Futé le plan, tout s’explique 🙂
Je suivais en spectateur (pas de vita, je ne suis pas non plus inscrit) et effectivement, je trouvais ça curieux que tu insistes lourdement sur les /talk mais je n’ai fait aucune conclusion. 🙁
Amazing good read. And a Great idea. Well thought out, as you said to help as many as you could.
That’s the respect that should be returned tenfold
People forget where these breakthroughs come from, we’re all excited but the people who do this on their own time should be thanked at the least or everyone will end up doing this on their own by the time the next console drops
the vita being hacked is in a sense like the psp being hacked all over, except waay more intense
we all are grateful for what you did and why u did it, pay no.mind for those select few that are in need of attention that they show no respect. Wololo, what do have to do to get on the mailing list for future opportunities?
why do even waste your time explaining to the trolls and leeches
Wololo I’ve been following your blog even before hbl I was there when you released the forums, and I honestly regret being only a lurker and not involved >.< anyways I wanted to give you kudos on your release plan and give thanks for everyone in the community that has put forth the effort over the past few years 🙂 I like how even after DA left, new determined faces stepped up to the plate and filled his shoes 🙂 great work on everything again!
hey wololo,
not sure if you’ll even read this, but ill do whatever it takes to get VHBL on my VITA..
i have 2 CFW PSPs a softmodded Wii and iv been modding and haking sense the days of PS1 gameshark disc swap lol
anyways, let me know the best way to get this info for sure.. i read where you sent whatnot to trusted users, but some of them not have a vita or even the money for the game at the time..
let me assure you, i have all tools nessesary to complete this task, sitting here with my psn card and refresh button on your page, just wishing i had the knowlage to exploit my own game so i could leave you alone lol..
all i need is the info from you bud 🙂
a good way to release secretly would be to have a site(with the info) where people can only register using a invite, this invite would be in the form of a serial code.

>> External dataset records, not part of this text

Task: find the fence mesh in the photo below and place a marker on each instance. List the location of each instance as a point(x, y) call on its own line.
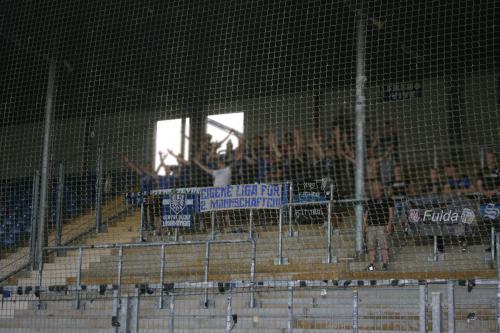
point(378, 120)
point(277, 309)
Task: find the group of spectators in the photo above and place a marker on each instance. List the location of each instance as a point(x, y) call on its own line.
point(293, 157)
point(276, 157)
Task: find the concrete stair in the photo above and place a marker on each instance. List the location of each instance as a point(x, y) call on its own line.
point(314, 310)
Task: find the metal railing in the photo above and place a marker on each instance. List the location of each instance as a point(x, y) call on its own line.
point(161, 264)
point(402, 305)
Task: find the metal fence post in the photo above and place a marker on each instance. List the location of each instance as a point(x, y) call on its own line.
point(133, 312)
point(360, 110)
point(355, 311)
point(290, 310)
point(143, 216)
point(252, 274)
point(42, 237)
point(98, 190)
point(280, 260)
point(120, 269)
point(498, 279)
point(423, 308)
point(162, 274)
point(79, 277)
point(436, 312)
point(172, 313)
point(290, 211)
point(59, 203)
point(229, 311)
point(329, 258)
point(493, 249)
point(115, 318)
point(34, 219)
point(250, 225)
point(451, 306)
point(212, 225)
point(40, 278)
point(207, 258)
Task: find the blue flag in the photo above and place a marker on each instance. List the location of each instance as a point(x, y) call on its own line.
point(177, 209)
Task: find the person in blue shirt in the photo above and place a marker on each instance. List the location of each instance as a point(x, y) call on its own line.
point(459, 184)
point(149, 180)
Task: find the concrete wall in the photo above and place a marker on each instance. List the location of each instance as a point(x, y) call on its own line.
point(422, 124)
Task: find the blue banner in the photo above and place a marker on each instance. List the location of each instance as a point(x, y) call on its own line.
point(177, 210)
point(490, 211)
point(250, 196)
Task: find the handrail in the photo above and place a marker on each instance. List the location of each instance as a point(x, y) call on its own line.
point(153, 244)
point(162, 246)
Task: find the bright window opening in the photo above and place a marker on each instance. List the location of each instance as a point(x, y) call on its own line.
point(218, 126)
point(172, 135)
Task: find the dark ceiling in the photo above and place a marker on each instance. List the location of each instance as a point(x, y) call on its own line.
point(117, 54)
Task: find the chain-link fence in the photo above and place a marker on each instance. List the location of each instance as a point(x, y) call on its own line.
point(167, 142)
point(306, 306)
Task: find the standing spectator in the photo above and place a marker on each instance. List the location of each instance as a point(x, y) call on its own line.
point(435, 183)
point(221, 175)
point(455, 183)
point(378, 225)
point(147, 183)
point(488, 182)
point(435, 186)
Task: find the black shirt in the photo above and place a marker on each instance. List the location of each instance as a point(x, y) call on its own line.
point(399, 188)
point(490, 178)
point(377, 211)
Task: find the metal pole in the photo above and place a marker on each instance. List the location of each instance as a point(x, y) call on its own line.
point(436, 312)
point(115, 319)
point(498, 281)
point(172, 313)
point(98, 190)
point(355, 311)
point(229, 311)
point(434, 249)
point(143, 212)
point(120, 269)
point(360, 125)
point(162, 274)
point(290, 211)
point(207, 261)
point(423, 308)
point(183, 137)
point(329, 236)
point(451, 306)
point(250, 225)
point(280, 260)
point(79, 277)
point(34, 219)
point(252, 274)
point(59, 201)
point(290, 310)
point(45, 161)
point(493, 250)
point(212, 221)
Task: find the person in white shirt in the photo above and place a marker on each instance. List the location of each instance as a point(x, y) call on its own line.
point(221, 175)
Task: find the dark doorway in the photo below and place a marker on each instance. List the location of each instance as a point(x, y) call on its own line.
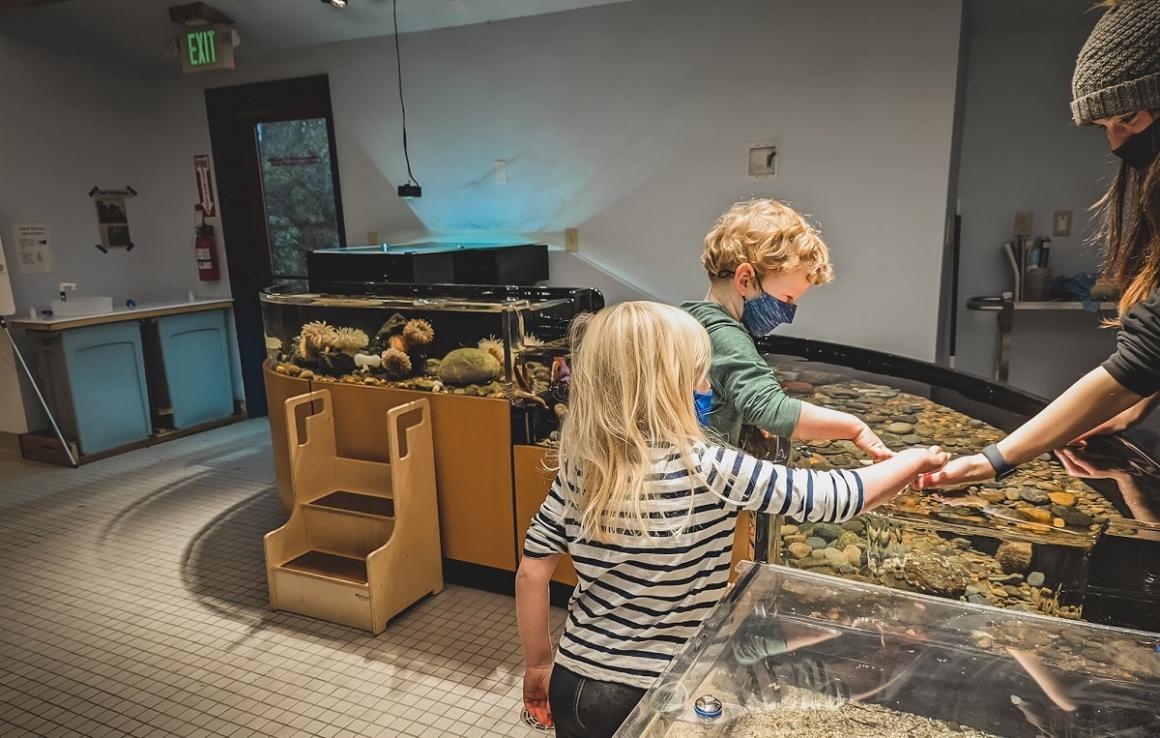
point(277, 175)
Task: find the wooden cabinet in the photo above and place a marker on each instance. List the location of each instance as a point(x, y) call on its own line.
point(472, 440)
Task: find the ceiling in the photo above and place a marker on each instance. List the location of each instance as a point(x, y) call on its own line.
point(137, 30)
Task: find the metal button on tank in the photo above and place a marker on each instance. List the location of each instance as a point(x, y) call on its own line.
point(708, 706)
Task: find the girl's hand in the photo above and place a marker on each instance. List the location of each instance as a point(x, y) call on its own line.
point(871, 445)
point(535, 693)
point(926, 460)
point(958, 471)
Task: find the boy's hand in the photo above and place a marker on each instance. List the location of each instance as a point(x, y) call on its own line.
point(536, 680)
point(959, 471)
point(871, 445)
point(926, 460)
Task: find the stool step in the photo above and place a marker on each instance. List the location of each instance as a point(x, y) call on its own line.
point(331, 565)
point(355, 503)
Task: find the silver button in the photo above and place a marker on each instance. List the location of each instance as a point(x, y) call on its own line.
point(708, 706)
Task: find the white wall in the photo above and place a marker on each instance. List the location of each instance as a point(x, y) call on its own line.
point(1021, 151)
point(629, 121)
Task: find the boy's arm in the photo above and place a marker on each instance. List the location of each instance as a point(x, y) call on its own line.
point(744, 378)
point(823, 424)
point(812, 496)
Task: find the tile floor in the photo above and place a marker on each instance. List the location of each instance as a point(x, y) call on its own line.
point(132, 602)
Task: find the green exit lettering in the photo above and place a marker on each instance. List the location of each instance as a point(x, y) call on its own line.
point(202, 46)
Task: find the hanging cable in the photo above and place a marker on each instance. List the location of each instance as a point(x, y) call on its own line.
point(398, 66)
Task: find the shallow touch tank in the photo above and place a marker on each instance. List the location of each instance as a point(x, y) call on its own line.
point(464, 340)
point(1041, 541)
point(791, 655)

Every member should get 2 invites to give out to 2 trusted friends.
So all you would need to do is give a invite to 2 well connected people to start of this chain.
the only way this can then get leaked is if someone snitches or if someone’s friend is a sony employee (unlikely)
This would also ensure only people who want the invite would get it, and it would only be shared among trusted people asuming people dont give out their invites to random people or try to sell them.
Wololo… You are a deity.
You’re insane man. I like the way you think. 🙂
it all makes since now
good job
Well… People at Sony is probably reading this. Is there any PSP indie games? If there is then why don’t you exploit those? Sony has to ask permission from the dev before removing the game….let alone patch it! Perhaps the dev could be someone you know.